Sepsis – a life-threatening condition that arises when the body’s response to infection causes injury to its own tissues and organs.


Translocation – a change in a chromosome that causes the production of abnormal cells, known as cancer. Click on the link for a detailed description of the chromosomal translocation of Acute Promyelotic Leukemia.



Vancomycin – is used to treat serious bacterial infections. It is an antibiotic that works by stopping the growth of bacteria.





Published by Michelle Burleigh

Michelle is a highly driven, ambitious woman who gratefully possesses a love of learning and a passion for personal growth which support her ongoing healing and career growth. As a mother of two incredible young girls, a wife, and a patient advocate, and most recently, an author, she has not allowed her December 2017 diagnosis of Acute Leukemia stop her from making and achieving goals. She felt compelled to start to help people and their loved ones feel more empowered and informed throughout their own healing journey.

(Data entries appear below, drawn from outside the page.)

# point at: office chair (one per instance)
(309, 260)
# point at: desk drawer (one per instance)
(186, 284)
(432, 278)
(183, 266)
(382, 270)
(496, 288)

8 thoughts on “Medical Terminology Decoded

  1. I just found your blog post through Facebook and I wish I’d read this blog back in May when I was first diagnosed. It’s so overwhelming when you’re first diagnosed and all the doctors and nurses are throwing medical terminology around casually haha. Thanks for this, it’s so nice reading this knowing that it’s tailored to those of us with APL too, as that doesn’t happen often. Hope you’re doing well. 🙂

    Liked by 1 person

    1. Freya, one of the hardest things for me to deal with through my own experience has been the lack of information tailored to those with acute conditions. Every website and brochure I read basically started with ‘Sorry for your luck’, followed by, ‘understand your options’, which was the most frustrating thing in the world as our only other option is death.
      I have felt so compelled to educate and raise awareness as much as I can to help ease this frustration for others. Not to mention, people don’t even know Acute Leukemia exists. Did you know 30% of people diagnosed with APL die because it’s not caught soon enough?
      I simply can’t accept that.
      I’m glad you found my blog and I hope you find it helpful through the remainder of your journey.
      If you need someone to talk to or have any questions, you know where to find me!
      Take good care.
      Merry Christmas!


      1. I couldn’t agree more. I didn’t know that statistic but I did know that most APL deaths are due to late diagnosis. Even a lot of haematology doctors I’ve had check ups with, despite being very knowledgeable, don’t know much about APL/the treatment I was having etc. I was incredibly lucky that my symptoms were taken seriously to begin with. Take care and Merry Christmas to you too!